Terça-feira, 26 de março de 2019

ISSN 1983-392X

Brasil e China

Avanços e oportunidades nas relações comerciais

terça-feira, 11 de maio de 2004




Brasil e China: uma relação promissora


A China vem provando ao mundo que é um caso exemplar de forte crescimento econômico. Nos últimos 23 anos, enfrentou apenas duas crises inflacionárias e seu PIB acumulou expansões sucessivas. Só nos últimos oito anos, apresentou uma média de crescimento de 8%.

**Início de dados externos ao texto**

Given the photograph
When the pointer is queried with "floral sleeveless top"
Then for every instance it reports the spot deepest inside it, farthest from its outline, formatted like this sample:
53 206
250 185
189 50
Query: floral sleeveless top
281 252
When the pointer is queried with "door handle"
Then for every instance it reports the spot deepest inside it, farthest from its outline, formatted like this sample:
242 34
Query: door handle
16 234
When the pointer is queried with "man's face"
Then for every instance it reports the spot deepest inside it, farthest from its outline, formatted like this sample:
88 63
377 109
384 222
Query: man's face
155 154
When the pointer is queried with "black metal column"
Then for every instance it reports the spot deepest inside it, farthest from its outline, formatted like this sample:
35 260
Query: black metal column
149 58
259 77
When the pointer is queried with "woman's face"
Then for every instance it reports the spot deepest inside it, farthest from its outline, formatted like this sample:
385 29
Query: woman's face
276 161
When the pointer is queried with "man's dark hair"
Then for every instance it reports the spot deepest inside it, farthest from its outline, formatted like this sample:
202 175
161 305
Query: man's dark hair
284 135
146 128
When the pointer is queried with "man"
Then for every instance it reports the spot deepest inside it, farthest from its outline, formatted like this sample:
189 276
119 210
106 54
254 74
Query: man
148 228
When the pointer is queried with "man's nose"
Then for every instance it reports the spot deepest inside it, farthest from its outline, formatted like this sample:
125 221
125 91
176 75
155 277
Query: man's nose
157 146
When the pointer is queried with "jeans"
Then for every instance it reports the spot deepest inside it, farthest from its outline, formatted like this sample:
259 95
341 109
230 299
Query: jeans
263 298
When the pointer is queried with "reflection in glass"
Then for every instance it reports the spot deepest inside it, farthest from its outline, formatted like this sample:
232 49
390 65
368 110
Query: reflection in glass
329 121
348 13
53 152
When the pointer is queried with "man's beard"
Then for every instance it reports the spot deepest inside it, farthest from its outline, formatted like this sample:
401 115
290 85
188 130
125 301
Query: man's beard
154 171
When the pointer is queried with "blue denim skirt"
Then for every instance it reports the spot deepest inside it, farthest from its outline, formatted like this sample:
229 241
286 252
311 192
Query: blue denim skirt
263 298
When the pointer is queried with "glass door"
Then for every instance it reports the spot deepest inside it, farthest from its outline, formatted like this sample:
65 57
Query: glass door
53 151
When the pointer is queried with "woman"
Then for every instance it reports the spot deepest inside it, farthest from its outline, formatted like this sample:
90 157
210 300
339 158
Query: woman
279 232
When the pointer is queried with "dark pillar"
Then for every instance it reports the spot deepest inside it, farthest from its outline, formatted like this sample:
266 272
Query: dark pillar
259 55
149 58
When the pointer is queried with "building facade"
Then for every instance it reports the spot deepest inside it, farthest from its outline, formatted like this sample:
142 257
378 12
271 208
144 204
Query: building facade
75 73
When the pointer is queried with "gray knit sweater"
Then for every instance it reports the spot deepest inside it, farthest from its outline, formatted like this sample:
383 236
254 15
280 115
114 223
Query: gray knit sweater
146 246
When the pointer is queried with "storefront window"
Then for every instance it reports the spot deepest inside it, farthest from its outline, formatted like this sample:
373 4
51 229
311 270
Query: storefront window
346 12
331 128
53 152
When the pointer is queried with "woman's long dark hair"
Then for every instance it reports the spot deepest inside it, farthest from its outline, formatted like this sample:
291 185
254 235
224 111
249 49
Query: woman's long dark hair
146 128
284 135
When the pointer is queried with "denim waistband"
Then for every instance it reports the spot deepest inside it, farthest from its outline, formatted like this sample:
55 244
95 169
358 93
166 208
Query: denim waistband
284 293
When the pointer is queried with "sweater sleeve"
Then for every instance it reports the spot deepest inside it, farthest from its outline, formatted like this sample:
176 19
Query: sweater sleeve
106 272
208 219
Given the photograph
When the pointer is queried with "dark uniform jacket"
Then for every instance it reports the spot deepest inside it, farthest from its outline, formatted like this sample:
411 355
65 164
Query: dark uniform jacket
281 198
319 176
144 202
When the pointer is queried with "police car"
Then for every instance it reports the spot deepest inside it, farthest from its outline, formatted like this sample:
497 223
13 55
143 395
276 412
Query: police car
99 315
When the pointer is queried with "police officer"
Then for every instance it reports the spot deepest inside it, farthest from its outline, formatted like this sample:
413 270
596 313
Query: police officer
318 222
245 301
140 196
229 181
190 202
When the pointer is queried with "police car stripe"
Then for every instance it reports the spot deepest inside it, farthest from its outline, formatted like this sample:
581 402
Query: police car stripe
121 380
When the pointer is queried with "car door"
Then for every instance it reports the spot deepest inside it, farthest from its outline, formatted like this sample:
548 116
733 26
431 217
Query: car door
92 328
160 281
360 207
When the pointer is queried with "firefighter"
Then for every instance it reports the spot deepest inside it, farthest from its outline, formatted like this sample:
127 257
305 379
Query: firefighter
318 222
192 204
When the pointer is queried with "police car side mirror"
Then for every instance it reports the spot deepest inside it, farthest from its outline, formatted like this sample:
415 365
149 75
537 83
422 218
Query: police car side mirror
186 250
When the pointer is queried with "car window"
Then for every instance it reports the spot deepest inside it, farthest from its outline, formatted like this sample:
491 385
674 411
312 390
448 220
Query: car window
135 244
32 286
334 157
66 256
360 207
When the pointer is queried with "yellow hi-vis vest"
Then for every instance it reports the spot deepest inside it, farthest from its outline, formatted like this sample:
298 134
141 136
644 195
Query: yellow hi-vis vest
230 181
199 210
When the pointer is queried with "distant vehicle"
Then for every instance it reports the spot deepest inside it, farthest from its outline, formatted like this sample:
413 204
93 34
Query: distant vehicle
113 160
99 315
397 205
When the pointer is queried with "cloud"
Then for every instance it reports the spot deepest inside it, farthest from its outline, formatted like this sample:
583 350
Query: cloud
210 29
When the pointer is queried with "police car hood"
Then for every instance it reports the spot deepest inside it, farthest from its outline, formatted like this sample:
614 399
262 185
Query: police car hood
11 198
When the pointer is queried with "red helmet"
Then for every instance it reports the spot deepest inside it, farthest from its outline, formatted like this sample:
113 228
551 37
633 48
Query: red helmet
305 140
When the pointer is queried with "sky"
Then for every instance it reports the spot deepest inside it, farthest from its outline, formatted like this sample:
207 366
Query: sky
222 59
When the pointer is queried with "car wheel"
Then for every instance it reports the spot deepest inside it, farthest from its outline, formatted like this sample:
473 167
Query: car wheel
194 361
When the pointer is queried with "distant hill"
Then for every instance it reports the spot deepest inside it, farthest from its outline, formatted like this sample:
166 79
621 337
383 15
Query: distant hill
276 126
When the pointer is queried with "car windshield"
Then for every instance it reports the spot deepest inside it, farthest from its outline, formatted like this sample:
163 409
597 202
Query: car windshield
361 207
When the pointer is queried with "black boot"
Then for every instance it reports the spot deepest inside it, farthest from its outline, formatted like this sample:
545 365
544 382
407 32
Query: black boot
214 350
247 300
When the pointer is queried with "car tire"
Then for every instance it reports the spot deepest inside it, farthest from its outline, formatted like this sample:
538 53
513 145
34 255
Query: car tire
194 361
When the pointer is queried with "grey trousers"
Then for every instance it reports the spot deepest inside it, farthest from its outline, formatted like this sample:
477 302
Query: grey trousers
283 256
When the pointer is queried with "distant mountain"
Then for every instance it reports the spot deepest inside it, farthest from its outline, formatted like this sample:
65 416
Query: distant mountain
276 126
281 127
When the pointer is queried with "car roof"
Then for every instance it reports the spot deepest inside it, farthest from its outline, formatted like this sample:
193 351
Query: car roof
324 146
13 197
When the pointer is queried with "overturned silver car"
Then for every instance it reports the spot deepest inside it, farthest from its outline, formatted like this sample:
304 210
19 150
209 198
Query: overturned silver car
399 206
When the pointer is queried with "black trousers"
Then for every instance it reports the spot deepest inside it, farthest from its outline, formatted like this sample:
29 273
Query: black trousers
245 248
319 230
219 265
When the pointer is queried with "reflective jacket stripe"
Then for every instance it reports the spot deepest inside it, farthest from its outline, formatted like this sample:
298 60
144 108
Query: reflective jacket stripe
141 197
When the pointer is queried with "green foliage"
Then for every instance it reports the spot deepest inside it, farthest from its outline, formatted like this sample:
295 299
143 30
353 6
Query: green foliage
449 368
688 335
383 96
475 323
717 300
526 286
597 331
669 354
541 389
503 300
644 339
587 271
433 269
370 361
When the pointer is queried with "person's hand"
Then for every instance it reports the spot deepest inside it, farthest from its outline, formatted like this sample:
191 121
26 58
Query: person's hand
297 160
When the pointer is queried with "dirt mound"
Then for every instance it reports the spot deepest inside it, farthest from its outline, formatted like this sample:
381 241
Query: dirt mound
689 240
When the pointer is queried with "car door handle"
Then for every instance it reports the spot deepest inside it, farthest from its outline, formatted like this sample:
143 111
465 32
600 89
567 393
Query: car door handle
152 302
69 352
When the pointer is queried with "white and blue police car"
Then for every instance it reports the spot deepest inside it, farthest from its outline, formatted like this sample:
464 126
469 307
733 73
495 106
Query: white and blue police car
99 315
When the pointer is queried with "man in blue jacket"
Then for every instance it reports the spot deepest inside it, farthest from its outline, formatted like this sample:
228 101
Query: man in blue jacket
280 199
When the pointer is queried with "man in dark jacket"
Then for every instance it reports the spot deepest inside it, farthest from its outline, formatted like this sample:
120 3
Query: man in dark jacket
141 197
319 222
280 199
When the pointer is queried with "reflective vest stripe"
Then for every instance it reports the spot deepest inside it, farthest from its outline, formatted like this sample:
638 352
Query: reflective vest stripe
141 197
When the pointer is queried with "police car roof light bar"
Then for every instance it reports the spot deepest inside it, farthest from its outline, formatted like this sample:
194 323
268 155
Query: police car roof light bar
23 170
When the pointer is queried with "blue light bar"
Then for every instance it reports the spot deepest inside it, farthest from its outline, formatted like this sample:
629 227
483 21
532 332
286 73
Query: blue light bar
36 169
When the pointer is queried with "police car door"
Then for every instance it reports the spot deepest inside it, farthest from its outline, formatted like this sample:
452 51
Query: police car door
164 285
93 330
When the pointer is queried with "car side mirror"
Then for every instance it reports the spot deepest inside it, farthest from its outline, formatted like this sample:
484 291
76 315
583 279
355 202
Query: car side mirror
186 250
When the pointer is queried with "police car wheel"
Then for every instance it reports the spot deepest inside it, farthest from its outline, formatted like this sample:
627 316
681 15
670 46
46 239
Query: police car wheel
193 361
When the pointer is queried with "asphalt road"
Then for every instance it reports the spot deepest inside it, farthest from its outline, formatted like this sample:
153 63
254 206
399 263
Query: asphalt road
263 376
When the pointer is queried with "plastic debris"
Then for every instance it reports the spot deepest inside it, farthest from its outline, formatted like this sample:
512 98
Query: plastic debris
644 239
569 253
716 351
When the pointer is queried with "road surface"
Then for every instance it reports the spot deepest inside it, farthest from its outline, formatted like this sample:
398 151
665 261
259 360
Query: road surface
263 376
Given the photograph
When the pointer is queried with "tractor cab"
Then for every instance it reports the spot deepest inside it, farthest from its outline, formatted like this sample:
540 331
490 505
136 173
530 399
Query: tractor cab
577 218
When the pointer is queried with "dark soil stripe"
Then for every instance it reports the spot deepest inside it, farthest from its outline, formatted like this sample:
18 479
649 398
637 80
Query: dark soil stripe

As exportações chinesas saltaram de pouco mais de US$ 18 bilhões em 1980 para US$ 438,4 bilhões no ano passado. Acumula reservas internacionais de US$ 582 bilhões, é responsável por 7% do consumo mundial de óleo cru, por 31% do de carvão e por 27% do de produtos em aço.

Em contraste, a China convive com alguns problemas igualmente grandiosos e parecidos com os enfrentados pelos brasileiros. Da população de 1,285 bilhão de chineses, 250 milhões vivem num padrão de vida alto. Outros 30 milhões ainda estão abaixo da linha de pobreza. A renda per capita é de US$ 1.131. A brasileira é por volta de US$ 2.855.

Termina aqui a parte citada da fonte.